Florida law requires that valid wills be in written form. Orally telling another person how one wants to legally divide one’s estate will is generally not enforceable in court. Nevertheless, Floridians need to understand that merely writing the will may not be enough either. The document must meet certain legal standards, and, sometimes, a directive in the will may be found to be invalid, even if the will is otherwise properly executed.

The main case in this line of Florida law is a 1994 case called “Estate of Corbin.” In this case, a will devised an estate to an individual with the caveat that the individual distribute the assets as she had been told to do by the testator, prior to the testator’s death. The court found that such a bequest actually created an “oral will” that was invalid under the law.
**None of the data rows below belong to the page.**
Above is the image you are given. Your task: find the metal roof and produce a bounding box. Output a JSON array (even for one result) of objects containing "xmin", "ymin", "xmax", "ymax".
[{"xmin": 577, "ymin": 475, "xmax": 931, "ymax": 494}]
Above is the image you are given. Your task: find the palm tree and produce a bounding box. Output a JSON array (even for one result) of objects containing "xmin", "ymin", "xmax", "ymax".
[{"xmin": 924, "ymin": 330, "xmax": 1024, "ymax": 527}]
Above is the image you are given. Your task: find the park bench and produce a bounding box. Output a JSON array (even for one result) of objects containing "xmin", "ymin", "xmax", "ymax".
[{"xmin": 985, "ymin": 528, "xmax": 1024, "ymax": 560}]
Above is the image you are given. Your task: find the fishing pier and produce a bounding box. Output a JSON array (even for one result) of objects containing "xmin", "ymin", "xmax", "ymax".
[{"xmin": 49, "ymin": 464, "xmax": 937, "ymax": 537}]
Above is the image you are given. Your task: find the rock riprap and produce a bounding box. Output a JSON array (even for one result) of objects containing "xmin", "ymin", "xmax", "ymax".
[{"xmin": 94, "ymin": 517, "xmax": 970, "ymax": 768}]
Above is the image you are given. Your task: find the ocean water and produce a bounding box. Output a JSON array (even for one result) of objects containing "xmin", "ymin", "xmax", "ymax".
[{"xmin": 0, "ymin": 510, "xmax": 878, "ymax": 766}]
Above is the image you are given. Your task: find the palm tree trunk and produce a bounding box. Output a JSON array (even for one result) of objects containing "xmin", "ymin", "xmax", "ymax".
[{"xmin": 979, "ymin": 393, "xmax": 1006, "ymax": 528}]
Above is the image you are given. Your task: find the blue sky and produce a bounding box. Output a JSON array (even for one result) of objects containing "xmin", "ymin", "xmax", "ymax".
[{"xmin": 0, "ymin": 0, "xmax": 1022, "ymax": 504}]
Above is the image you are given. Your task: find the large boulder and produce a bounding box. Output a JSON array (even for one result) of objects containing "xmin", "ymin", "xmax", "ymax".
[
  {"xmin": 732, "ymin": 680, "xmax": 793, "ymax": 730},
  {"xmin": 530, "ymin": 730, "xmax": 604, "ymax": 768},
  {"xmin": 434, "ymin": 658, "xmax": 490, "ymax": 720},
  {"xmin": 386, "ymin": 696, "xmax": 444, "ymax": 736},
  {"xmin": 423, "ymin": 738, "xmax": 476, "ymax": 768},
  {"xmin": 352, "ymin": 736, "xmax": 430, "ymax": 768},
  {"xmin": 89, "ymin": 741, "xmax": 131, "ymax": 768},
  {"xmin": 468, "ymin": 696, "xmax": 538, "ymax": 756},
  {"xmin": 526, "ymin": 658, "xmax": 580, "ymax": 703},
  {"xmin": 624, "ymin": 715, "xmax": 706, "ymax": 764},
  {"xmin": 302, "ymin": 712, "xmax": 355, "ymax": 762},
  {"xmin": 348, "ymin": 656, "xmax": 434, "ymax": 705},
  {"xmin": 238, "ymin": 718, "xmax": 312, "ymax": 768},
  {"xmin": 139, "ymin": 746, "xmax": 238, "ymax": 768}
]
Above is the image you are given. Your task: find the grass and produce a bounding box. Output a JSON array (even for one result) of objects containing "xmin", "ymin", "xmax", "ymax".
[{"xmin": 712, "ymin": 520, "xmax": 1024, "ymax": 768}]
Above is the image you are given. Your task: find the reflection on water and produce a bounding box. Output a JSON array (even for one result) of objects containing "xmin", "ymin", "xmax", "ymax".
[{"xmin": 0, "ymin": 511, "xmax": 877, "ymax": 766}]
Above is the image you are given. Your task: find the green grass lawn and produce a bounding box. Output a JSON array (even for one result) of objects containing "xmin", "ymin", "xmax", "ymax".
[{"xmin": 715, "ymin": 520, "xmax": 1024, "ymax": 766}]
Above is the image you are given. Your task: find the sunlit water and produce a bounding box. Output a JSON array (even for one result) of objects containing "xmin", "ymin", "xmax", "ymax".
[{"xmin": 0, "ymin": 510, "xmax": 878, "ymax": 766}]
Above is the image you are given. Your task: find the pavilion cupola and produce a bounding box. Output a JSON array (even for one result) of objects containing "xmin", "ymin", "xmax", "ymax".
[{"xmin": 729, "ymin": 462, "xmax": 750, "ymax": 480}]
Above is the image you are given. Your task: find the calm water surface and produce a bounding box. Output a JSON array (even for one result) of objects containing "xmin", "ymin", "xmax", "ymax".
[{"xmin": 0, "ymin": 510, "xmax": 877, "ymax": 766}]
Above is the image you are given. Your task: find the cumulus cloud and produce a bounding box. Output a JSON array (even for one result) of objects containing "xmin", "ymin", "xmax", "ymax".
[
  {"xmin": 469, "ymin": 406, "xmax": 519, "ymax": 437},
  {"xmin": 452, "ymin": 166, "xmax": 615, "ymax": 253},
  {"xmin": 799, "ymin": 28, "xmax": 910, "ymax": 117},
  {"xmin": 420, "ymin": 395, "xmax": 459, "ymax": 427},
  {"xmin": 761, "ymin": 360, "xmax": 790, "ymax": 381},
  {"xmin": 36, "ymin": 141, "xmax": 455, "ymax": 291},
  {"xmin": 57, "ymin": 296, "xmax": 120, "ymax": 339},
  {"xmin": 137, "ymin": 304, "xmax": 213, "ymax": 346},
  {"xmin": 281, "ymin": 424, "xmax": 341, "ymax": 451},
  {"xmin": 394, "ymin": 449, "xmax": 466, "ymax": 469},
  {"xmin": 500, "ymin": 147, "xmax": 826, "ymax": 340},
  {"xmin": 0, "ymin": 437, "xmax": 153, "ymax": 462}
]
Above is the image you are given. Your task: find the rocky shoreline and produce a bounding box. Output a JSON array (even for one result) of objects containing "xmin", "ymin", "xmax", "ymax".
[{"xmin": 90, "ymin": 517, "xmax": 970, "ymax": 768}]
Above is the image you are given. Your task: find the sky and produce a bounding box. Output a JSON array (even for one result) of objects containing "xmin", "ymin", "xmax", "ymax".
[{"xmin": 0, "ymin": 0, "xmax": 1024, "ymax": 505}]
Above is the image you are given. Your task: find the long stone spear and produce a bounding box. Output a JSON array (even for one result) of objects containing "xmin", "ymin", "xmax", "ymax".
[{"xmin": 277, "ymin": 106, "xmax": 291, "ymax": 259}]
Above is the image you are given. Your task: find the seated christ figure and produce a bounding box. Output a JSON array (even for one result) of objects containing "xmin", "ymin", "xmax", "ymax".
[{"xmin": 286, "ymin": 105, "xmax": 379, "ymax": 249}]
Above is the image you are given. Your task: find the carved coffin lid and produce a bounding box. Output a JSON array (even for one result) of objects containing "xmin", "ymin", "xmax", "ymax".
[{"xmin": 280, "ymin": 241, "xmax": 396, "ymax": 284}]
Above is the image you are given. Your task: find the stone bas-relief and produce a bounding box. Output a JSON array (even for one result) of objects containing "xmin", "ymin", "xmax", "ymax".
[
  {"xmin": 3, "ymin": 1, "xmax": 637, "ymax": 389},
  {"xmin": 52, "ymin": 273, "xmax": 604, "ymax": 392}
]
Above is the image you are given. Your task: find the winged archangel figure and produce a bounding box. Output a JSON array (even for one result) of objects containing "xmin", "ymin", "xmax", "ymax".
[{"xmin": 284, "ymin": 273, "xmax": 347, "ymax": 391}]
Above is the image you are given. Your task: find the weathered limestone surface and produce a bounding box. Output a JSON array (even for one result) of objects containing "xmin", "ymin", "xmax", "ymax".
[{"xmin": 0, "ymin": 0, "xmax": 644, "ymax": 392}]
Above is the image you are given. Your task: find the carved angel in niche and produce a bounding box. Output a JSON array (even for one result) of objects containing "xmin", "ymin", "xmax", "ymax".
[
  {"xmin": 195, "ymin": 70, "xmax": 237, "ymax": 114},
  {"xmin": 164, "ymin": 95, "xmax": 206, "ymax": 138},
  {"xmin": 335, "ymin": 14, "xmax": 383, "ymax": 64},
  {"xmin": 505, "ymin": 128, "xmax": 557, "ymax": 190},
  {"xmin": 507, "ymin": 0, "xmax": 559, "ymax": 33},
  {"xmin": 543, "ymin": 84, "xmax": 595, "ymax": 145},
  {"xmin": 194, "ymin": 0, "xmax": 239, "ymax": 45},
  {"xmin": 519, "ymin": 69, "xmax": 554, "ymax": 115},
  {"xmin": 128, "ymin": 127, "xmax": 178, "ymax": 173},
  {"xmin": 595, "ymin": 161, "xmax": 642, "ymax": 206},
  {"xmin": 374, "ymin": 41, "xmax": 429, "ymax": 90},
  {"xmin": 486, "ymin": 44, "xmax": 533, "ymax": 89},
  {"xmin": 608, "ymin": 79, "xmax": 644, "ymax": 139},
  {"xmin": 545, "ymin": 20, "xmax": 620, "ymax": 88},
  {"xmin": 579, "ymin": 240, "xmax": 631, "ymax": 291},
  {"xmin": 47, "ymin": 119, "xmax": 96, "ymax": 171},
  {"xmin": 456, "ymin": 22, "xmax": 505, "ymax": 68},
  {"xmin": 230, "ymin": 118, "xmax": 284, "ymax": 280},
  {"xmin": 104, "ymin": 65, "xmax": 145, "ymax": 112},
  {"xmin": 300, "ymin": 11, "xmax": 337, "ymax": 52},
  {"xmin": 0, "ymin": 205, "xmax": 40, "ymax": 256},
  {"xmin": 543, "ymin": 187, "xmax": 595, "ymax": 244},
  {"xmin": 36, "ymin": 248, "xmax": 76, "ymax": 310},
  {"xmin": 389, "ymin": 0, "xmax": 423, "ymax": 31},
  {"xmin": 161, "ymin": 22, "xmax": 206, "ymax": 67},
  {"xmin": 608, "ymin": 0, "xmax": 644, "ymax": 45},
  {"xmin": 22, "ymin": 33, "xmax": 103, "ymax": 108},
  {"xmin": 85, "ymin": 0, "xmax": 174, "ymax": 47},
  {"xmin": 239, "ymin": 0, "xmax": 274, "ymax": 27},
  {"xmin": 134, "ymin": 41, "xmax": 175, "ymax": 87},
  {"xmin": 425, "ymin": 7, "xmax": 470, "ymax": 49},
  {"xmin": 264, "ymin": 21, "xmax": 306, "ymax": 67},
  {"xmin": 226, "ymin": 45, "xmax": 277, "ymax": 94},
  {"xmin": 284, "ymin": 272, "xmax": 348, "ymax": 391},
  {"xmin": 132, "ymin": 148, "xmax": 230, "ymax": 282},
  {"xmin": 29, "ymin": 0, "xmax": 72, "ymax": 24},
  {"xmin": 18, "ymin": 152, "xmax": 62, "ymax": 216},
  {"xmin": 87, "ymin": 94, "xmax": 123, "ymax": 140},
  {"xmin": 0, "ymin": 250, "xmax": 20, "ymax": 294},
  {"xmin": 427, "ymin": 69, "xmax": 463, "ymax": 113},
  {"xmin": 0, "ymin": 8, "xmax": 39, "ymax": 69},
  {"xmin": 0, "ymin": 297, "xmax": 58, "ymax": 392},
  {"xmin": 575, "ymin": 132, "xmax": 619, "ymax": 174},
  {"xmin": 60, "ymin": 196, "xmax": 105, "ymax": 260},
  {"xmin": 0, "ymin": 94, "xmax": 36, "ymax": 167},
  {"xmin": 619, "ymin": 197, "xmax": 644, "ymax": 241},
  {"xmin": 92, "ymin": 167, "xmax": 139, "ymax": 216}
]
More recent cases have, however, indicated that giving a person authority to distribute assets as that person sees fit does not create an invalid oral will. Basically, as long as the person to whom the bequest is made has the discretion of any further distribution, and is not restricted by oral instructions outside the scope of the will document itself, the will is usually valid. It is important to note though, probate courts decide based upon what a testator actually wrote, not some implied meaning, and will look only to the “four corners” of the document itself to determine what that is.

The best way to ensure that one’s estate plan is carried out as one wishes it to be is to make specific bequests within the will document itself. Having competent legal advice on what is and is not acceptable in one’s own specific situation may be the most important factor in determining whether the probate process is an efficient easy one, or one marred by uncertainty and conflict between loved ones.